Comment 73 for bug 1569925

Revision history for this message
Rafael David Tinoco (rafaeldtinoco) wrote :

Okay, I removed almost everything out of equation:

- removed networking interfaces from systemd
- removed open-iscsi login/logout logic from systemd
- used a single network interface for the logins, on a single iscsi portal

was still able to reproduce the issue by:

- doing a simple login after configuring the network device:
  ./net-start.sh ; sleep 1 ; sudo iscsiadm -m node --login

- shutting down the network device before any logout:
  ./net-stop.sh ; sudo shutdown -h now

There was no systemd service order in play (in between open-iscsi, iscsid and networking / ifupdown scripts) and I was able to cause the same issue 100%, same messages, same symptoms.

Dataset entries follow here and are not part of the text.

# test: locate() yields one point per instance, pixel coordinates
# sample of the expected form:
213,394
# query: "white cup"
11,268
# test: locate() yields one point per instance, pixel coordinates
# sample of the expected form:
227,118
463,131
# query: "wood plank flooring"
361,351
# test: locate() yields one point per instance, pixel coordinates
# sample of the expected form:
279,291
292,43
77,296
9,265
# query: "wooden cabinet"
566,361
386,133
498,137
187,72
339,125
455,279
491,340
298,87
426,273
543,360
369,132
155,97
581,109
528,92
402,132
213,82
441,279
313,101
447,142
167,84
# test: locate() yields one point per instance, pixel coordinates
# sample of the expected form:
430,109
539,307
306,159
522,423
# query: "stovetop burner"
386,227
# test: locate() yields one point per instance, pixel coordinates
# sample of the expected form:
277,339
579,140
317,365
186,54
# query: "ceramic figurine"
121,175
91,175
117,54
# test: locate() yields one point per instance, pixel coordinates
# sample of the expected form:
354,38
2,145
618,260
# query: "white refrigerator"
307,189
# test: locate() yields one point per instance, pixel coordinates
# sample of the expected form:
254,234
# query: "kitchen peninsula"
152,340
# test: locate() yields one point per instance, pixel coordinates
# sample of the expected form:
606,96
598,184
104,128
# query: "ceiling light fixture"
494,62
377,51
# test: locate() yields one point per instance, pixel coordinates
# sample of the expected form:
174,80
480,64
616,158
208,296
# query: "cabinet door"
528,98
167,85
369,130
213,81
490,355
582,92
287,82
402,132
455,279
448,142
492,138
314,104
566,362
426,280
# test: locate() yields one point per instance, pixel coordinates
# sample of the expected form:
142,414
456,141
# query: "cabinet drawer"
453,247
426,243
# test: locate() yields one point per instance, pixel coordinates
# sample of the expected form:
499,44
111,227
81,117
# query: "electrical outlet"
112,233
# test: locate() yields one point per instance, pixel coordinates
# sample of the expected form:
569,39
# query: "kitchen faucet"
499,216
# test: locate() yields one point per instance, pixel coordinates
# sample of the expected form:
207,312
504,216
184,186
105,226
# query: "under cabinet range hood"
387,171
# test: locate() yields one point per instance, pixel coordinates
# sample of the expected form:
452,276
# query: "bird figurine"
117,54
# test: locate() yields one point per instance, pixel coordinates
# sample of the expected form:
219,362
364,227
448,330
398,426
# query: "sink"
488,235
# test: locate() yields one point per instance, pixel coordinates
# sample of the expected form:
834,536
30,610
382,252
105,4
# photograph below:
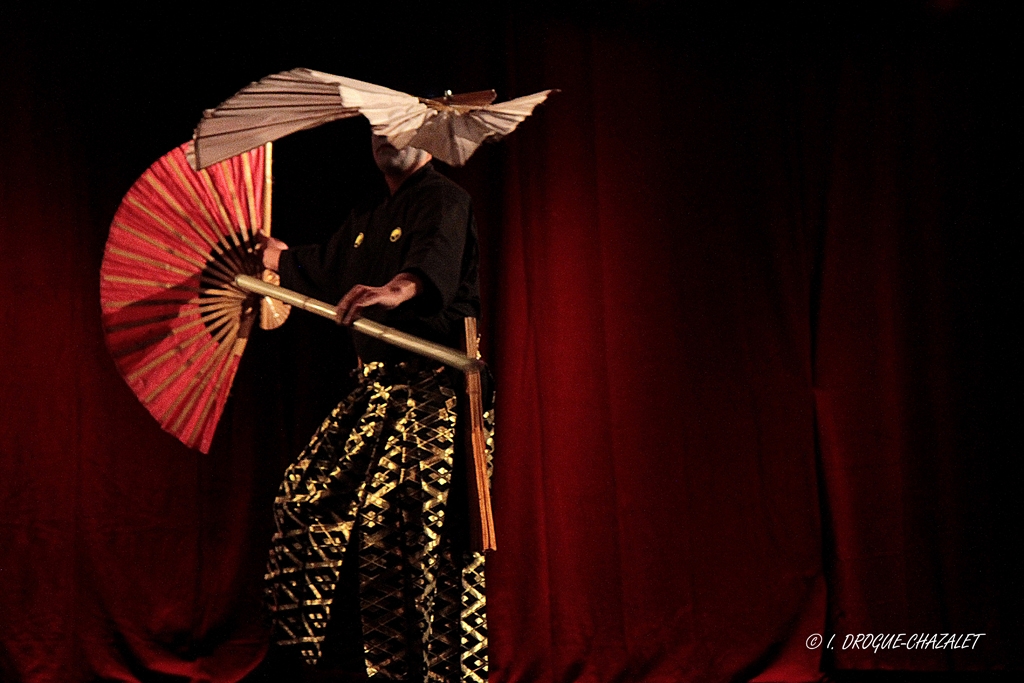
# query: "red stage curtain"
743,282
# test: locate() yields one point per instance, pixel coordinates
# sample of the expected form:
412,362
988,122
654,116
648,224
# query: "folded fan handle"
480,516
438,352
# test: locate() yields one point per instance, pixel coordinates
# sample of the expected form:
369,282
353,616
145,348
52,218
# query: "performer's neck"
394,180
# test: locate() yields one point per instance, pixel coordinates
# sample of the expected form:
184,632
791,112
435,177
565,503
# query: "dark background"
749,283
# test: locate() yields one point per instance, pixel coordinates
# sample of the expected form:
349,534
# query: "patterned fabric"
382,464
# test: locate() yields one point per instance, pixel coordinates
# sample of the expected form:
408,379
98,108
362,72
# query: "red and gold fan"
180,293
175,322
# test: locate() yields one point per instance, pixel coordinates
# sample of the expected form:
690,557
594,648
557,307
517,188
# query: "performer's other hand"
402,287
271,250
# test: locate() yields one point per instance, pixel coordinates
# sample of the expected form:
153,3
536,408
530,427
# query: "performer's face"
396,162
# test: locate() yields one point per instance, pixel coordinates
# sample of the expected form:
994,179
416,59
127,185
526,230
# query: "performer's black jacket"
425,228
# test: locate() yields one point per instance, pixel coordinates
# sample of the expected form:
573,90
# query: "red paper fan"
174,321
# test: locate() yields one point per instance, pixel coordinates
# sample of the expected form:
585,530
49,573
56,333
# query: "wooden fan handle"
429,349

This tells us that, definitely turning down the network while still logged iscsi sessions is causing the hangs (check #3 for why).

Summary of Causes

1)

network shuts down -> iscsi luns are logged out (attempt) -> iscsid daemon is shutdown
or
network shuts down -> iscsi daemon is shutdown -> iscsi luns are logged out

- logout would fail due to lack of network
- iscsi daemon would die and/or logout wouldn't work
- iscsi sessions would still be there
- system would hang (transport layer can't logout)

2)

iscsi daemon is shutdown -> iscsi luns are logged out -> network shuts down

- this would cause the bug i'm mentioning: daemon dies, logout doesn't work.
- some iscsi sessions would still be there
- system would hang (transport layer can't logout)
- (to check: open-iscsi.service ExecStop= running in parallel ?!?)

3)

I used KVM watchdog virtual device + NMI from host to crash the guest during the hang

http://pastebin.ubuntu.com/25394744/

And, finally, the hang is because kernel is hanged during its shutdown logic.

> 0 0 0 ffffffff81e11500 RU 0.0 0 0 [swapper/0]
> 0 0 1 ffff8801a6a20e00 RU 0.0 0 0 [swapper/1]
> 0 0 2 ffff8801a6a21c00 RU 0.0 0 0 [swapper/2]
> 0 0 3 ffff8801a6a22a00 RU 0.0 0 0 [swapper/3]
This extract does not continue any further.